The BCCI recently has been quite proactive in improving the state of women cricketers by initiating equal match fees, and getting the inaugural season of the WPL kick started. Now, as it has already hit the jackpot with the WPL money, BCCI ought to invest it wisely to fulfill needs of the international side which requires a permanent head coach, a long term bowling coach, a sports psychologist and a performance analyst along with a dedicated strength and conditioning team. All these are key to dealing with the lack of strategic preparation, playing technique, mental health and fitness issues in the Indian team. 

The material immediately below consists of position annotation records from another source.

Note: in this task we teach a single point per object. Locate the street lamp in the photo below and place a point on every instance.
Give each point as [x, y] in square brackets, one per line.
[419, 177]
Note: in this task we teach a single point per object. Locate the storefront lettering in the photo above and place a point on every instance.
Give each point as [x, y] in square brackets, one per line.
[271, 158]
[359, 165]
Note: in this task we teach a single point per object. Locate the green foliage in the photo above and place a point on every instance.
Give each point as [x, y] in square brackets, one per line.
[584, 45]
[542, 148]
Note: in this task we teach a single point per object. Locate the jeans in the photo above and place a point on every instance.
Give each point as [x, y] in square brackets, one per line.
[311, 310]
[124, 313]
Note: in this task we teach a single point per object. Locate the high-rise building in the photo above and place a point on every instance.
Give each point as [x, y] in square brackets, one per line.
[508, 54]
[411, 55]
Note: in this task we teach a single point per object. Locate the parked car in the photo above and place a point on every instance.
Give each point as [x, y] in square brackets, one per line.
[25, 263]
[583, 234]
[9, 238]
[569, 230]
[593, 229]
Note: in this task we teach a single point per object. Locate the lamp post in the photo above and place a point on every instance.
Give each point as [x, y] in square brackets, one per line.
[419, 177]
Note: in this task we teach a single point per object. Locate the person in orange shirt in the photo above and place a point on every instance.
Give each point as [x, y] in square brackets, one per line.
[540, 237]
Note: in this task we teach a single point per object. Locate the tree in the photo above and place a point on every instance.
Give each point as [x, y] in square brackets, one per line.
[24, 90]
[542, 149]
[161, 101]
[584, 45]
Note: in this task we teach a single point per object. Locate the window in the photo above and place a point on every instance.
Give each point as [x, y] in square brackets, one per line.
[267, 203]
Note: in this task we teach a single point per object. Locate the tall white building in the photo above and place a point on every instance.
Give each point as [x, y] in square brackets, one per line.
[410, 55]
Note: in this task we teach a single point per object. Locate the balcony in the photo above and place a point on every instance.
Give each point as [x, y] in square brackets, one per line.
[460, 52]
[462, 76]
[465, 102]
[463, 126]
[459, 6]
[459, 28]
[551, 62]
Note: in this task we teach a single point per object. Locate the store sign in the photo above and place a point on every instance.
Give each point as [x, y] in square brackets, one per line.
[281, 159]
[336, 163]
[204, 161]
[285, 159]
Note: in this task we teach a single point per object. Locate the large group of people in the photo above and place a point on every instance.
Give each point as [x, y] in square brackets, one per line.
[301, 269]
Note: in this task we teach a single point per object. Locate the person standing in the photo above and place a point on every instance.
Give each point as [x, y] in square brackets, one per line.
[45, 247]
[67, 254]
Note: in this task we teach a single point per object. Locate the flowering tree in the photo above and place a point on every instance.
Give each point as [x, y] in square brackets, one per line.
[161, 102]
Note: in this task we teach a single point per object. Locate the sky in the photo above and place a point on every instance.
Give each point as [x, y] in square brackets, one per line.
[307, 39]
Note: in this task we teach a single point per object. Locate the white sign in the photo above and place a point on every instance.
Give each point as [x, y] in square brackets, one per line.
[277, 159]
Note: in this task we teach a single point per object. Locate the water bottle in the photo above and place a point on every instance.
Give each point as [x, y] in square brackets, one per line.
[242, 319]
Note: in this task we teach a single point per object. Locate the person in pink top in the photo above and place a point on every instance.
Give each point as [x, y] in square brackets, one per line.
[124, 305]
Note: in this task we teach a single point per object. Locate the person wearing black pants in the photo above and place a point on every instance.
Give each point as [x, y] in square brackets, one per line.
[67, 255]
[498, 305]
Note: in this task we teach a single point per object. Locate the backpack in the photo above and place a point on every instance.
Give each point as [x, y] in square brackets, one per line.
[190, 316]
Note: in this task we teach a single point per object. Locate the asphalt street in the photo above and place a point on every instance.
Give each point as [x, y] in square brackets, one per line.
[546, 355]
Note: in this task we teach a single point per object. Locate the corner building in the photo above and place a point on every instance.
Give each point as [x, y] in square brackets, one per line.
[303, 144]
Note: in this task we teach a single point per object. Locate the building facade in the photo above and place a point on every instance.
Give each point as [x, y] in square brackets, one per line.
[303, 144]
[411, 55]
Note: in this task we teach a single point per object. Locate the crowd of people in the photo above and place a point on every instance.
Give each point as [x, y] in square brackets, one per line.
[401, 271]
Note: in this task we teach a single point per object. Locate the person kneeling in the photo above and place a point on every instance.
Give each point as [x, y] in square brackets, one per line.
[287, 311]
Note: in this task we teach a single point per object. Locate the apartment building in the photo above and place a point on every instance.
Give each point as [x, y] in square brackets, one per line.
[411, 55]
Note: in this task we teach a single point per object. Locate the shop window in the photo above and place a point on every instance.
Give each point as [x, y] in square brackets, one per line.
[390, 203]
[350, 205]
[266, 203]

One also can’t expect the WPL to be a panacea to all the different malaise that afflict the Indian women’s cricket ecosystem. The WPL maybe like a paracetamol tablet which can reduce the fever by upskilling players and putting them in pressure situations, but the real cause of the fever will still remain uncured. 

The Indian women's team needs an antibiotic supplement to cure itself of the pathogen that caused the fever, and that can only be supplied by the BCCI. The team will then have to ensure that it looks after itself and keeps working on its skills and temperament. They can’t just rely on the medicines alone. Precaution is more important than cure after all. 

If that is not done, then bats will keep getting stuck before the crease and Indian women’s cricket will remain stuck in an eternal cycle of heartbreaks.